Dans la belle création de Dieu, le bruit du vent, le murmure du ruisseau et le chant des oiseaux ne nous enveloppent-ils pas et ne nous conduisent-ils pas vers ce silence intérieur où la communion avec tout ce qui existe devient tangible ? Une nuit étoilée nous remplit d'émerveillement.

Jésus est venu au monde dans le silence de la nuit : « Le Verbe s'est fait chair et a habité parmi nous » (Jean 1,14). Celui qui était avec Dieu et qui était Dieu avant le commencement de toutes choses est venu parmi nous par une naissance humble et modeste, là où seulement les petits l’attendaient, afin de devenir la lumière qui brille dans les ténèbres.

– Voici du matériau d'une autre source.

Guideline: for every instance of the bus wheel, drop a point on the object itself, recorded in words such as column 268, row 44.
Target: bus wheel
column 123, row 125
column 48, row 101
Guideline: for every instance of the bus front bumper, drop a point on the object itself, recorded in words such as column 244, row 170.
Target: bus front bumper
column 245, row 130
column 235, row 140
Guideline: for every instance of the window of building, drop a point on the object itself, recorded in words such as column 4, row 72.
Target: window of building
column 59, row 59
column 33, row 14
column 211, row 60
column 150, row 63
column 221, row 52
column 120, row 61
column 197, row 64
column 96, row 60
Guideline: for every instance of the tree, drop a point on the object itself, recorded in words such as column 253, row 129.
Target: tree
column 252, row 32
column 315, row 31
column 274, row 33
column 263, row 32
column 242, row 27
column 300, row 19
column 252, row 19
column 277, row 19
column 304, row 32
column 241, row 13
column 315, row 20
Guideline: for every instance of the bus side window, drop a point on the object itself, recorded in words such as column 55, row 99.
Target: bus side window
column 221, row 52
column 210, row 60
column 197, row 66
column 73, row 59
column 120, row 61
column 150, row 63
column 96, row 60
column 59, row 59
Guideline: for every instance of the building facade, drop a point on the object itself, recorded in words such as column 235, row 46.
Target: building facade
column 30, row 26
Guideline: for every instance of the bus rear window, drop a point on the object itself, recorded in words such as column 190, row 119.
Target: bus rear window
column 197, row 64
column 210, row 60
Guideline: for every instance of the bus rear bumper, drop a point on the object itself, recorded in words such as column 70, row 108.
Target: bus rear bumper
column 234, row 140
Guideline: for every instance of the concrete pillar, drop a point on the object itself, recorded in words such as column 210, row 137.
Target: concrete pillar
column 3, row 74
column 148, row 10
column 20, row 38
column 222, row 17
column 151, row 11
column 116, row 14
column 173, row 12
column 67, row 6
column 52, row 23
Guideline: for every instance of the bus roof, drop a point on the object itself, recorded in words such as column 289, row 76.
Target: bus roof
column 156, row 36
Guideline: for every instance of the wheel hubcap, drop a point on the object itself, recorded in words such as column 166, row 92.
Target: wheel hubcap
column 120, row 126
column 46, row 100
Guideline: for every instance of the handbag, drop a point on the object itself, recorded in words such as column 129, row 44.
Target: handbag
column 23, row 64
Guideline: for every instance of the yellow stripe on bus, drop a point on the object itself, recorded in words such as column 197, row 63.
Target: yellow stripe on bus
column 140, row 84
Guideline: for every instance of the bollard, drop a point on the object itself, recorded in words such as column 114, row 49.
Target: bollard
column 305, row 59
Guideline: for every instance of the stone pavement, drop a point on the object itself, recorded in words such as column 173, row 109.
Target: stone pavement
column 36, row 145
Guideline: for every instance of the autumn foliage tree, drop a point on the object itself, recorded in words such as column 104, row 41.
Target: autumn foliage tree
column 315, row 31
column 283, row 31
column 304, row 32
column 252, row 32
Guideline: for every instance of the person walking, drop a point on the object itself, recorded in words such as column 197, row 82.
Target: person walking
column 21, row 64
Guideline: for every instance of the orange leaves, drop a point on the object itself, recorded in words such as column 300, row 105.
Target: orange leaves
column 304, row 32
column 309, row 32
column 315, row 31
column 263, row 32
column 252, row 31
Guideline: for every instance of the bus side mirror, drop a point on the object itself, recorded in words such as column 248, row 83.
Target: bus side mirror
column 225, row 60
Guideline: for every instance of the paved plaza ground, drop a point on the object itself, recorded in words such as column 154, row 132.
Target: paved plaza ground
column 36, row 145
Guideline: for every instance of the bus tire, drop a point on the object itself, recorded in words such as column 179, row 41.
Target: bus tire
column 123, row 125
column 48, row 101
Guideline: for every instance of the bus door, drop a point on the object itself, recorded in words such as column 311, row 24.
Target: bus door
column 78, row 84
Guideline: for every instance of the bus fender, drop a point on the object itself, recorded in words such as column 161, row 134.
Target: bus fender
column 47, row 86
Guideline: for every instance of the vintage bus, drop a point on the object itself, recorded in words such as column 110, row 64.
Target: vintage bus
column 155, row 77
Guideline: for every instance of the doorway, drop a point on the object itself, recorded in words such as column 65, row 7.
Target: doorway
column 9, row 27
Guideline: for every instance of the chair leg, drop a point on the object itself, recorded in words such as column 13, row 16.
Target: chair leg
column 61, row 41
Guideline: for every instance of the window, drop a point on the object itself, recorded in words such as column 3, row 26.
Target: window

Une espérance naît dans la nuit.

L’Avent nous invite à veiller. Où est-ce que cette lumière brille ? Quels sont les motifs d’action de grâce à discerner là où je ne l’attendais pas ? Car l’Avent ne nie pas la nuit ; il nous apprend à espérer au cœur même de celle-ci.

Ces derniers mois, j'ai passé du temps avec les frères de notre communauté de Taizé qui vivent dans de petites fraternités au Brésil et à Cuba. Le Brésil reste marqué par l'héritage de l'esclavage et par de grandes inégalités. Pourtant, il y a des gens qui refusent de baisser les bras et se battent pour être aux côtés des plus pauvres. Je pense en particulier à une communauté de la ville de Salvador, où des sans-abri dorment dans l'église et s'entraident. À Cuba, j'ai vu un peuple courageux confronté à d'énormes difficultés. J'ai rencontré une grand-mère qui a donné toutes ses économies pour que son petit-fils ait ce dont il avait besoin pour la rentrée scolaire. Sa mère, comme beaucoup d'autres Cubains, avait quitté le pays à la recherche d'un avenir meilleur.

Et plus proches de nous, dans de nombreux endroits, les gens se demandent comment ils peuvent utiliser la liberté qui leur est donnée pour exprimer leur solidarité avec celles et ceux qui souffrent. Ils cherchent des moyens de concrétiser leur désir d'aimer et de prendre soin des autres, donnant ainsi un sens à leur vie par l’entraide et le service.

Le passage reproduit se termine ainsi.